Data Science and the Fourth Paradigm: Data-Intensive Scientific Discovery

Data is being collected at unprecedented scale and speed in all industrial sectors and scientific domains, e.g., the Large Hadron Collider at CERN. This means that scientific breakthroughs are increasingly dependent on advanced data analytics capabilities that can help them organize, explore, and analyze massive volumes of data in order to gain scientific knowledge. The process of doing so, termed data science, is quickly emerging as a key foundational discipline for most domain sciences, like mathematics has been for centuries.
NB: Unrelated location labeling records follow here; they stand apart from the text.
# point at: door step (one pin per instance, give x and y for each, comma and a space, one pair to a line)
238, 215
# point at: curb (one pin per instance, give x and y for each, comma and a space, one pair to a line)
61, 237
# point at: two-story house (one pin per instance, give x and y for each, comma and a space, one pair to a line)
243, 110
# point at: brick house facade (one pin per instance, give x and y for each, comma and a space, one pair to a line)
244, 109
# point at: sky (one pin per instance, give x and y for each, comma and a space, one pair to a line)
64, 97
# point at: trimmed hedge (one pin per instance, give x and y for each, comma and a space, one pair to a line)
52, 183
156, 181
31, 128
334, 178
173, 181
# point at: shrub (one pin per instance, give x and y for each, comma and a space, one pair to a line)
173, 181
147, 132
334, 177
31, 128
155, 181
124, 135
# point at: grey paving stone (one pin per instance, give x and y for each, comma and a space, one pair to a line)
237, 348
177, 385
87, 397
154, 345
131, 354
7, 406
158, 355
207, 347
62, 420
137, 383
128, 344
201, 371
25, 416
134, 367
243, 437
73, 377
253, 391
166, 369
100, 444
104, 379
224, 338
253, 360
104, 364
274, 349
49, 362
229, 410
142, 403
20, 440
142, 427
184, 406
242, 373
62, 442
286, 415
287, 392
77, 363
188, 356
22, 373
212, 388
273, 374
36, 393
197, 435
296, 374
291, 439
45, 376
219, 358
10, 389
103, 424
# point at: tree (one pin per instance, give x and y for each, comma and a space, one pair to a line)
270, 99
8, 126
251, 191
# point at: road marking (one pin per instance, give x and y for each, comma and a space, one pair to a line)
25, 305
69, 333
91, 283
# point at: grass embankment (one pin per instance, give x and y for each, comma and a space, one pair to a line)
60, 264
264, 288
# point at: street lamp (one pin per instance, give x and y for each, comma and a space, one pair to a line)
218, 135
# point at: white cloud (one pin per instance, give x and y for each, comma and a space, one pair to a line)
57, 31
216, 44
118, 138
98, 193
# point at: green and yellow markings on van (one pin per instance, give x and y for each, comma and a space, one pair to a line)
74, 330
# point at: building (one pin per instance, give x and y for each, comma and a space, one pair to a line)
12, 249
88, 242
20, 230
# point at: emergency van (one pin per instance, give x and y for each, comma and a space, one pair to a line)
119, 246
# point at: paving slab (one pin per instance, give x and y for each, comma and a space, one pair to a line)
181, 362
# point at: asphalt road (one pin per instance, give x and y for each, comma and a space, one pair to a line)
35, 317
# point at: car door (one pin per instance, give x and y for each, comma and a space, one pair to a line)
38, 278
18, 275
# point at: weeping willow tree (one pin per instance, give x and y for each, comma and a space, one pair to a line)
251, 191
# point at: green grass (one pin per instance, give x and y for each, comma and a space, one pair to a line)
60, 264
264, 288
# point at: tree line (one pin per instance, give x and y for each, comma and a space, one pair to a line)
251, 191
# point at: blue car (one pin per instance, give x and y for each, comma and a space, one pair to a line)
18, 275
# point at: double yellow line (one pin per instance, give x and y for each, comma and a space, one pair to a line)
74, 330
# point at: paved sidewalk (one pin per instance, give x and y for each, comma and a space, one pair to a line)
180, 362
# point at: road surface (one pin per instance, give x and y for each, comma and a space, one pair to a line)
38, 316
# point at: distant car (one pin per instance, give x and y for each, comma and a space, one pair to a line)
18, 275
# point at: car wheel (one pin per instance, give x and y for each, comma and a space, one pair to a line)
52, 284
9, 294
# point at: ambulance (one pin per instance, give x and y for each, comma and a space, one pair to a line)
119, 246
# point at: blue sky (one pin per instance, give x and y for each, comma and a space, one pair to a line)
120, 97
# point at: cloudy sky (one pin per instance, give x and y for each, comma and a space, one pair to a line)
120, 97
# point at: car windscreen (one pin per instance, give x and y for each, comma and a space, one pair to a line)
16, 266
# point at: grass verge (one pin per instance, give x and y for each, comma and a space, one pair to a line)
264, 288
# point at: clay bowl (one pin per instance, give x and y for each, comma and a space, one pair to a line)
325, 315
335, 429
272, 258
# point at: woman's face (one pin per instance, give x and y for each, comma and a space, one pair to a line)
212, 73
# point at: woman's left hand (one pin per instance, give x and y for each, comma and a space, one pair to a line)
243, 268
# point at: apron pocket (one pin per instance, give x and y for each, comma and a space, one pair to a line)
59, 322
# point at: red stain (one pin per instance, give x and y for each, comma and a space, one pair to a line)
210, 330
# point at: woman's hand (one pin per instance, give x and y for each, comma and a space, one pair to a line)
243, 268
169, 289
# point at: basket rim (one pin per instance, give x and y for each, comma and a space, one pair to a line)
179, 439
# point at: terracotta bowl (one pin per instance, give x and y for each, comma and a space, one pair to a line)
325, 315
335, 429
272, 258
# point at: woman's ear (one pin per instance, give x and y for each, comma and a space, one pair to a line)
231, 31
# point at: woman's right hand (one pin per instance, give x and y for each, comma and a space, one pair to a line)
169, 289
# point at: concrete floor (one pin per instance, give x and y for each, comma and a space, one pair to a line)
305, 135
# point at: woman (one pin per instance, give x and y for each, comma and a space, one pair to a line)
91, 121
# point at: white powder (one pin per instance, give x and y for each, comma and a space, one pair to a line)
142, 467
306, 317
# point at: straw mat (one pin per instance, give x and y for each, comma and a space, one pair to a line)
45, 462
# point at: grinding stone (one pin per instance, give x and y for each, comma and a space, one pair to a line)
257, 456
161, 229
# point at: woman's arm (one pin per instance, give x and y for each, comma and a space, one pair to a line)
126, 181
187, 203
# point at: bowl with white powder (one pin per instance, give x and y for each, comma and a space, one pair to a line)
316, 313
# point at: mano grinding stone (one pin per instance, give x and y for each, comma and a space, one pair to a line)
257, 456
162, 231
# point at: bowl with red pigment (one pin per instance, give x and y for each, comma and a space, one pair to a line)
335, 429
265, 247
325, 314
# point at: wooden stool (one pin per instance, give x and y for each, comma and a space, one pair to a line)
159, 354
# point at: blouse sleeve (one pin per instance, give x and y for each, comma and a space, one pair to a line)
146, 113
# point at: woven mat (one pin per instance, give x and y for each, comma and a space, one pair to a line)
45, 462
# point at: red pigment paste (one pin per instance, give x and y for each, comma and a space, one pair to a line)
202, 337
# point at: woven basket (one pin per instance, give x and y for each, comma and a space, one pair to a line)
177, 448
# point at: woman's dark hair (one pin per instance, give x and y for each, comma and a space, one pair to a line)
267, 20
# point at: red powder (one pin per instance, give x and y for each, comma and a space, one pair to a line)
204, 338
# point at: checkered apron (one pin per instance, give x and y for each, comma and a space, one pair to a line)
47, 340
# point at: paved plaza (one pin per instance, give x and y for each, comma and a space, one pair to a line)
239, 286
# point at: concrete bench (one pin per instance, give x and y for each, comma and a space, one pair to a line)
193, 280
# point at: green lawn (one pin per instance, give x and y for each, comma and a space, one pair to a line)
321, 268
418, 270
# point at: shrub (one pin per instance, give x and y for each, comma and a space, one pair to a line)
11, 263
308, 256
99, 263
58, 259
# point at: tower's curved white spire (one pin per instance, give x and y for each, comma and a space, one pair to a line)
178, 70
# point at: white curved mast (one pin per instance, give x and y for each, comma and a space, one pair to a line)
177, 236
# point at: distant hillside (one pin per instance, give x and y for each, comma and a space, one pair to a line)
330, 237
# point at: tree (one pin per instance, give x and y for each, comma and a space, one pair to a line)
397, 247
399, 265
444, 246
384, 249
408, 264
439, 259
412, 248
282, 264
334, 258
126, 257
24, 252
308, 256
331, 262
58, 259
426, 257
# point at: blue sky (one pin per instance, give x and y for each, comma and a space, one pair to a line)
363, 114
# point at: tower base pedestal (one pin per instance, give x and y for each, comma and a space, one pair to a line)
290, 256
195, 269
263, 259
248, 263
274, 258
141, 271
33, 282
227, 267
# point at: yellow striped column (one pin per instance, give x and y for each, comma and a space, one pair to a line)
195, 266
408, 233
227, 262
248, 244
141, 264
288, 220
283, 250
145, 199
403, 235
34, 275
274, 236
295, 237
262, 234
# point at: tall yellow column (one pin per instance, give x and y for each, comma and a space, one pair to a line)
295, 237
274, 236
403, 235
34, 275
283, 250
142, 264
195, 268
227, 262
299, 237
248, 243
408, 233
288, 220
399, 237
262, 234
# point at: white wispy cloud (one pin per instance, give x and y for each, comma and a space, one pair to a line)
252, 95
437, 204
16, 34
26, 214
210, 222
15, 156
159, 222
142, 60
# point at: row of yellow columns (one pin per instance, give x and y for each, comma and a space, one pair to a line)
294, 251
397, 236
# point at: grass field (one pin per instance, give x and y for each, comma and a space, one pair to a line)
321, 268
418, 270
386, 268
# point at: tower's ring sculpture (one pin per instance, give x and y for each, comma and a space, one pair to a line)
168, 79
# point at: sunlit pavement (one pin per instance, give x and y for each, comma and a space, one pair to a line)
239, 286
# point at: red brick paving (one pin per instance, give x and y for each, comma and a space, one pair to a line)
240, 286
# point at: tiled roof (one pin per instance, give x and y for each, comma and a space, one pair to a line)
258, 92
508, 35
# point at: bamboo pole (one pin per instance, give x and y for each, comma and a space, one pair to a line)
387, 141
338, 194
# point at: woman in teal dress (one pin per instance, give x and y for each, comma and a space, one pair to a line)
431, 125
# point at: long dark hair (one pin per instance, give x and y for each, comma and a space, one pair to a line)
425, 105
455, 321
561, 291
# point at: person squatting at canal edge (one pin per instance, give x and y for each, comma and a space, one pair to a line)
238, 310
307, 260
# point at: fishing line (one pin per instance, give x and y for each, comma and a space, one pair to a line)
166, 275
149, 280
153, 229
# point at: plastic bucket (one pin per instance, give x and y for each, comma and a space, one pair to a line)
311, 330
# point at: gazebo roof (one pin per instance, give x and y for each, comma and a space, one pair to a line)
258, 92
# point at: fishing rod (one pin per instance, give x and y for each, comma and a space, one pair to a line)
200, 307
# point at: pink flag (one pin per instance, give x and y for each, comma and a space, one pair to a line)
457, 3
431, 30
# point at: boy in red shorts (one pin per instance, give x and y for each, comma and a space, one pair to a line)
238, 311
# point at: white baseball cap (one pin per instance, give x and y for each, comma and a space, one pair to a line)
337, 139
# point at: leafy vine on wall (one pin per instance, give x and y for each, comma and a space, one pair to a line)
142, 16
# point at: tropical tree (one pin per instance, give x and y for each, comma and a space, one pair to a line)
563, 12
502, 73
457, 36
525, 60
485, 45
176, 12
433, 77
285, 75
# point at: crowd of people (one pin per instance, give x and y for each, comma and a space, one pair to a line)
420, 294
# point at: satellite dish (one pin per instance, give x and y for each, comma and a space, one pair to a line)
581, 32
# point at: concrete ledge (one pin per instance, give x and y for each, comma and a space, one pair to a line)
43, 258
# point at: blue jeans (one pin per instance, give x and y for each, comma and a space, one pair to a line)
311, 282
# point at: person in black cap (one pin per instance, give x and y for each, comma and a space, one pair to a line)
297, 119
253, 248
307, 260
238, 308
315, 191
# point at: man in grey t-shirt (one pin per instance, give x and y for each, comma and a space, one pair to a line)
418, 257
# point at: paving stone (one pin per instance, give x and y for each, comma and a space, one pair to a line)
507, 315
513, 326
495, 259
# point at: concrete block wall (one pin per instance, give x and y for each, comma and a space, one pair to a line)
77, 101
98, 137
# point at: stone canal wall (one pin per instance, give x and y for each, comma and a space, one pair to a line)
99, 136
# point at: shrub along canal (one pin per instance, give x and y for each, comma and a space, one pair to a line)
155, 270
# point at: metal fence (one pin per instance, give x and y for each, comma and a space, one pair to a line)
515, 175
Indeed, data scientists are said to have “the sexiest job of the 21st century”. This event will feature three exciting talks that explain the basics of data science and how it enables a new paradigm of data-intensive scientific discovery, coined “the Fourth Paradigm” by the late Jim Gray, winner of the Turing Award – the “Nobel” prize of computer science. We invite everyone with an interest in data science, especially domain scientists using data intensively, to participate in this event.


14:00-14:10: Welcome

14:10-15:10: Democratizing Data Science by Bill Howe
Why does data science remain so difficult? Despite years of focused research in systems and methods, data science remains a high-touch, attention-intensive exercise. There has been a “Cambrian explosion” of big data systems proposed and evaluated in the last eight years, but relatively little understanding of how these systems or the ideas they implement compare and complement one another.

At the UW eScience Institute and in the UW Database Group, we are building platforms to reduce the complexity of this landscape, aiming to democratize access to advanced data management and analytics across all fields of science and across all levels of expertise.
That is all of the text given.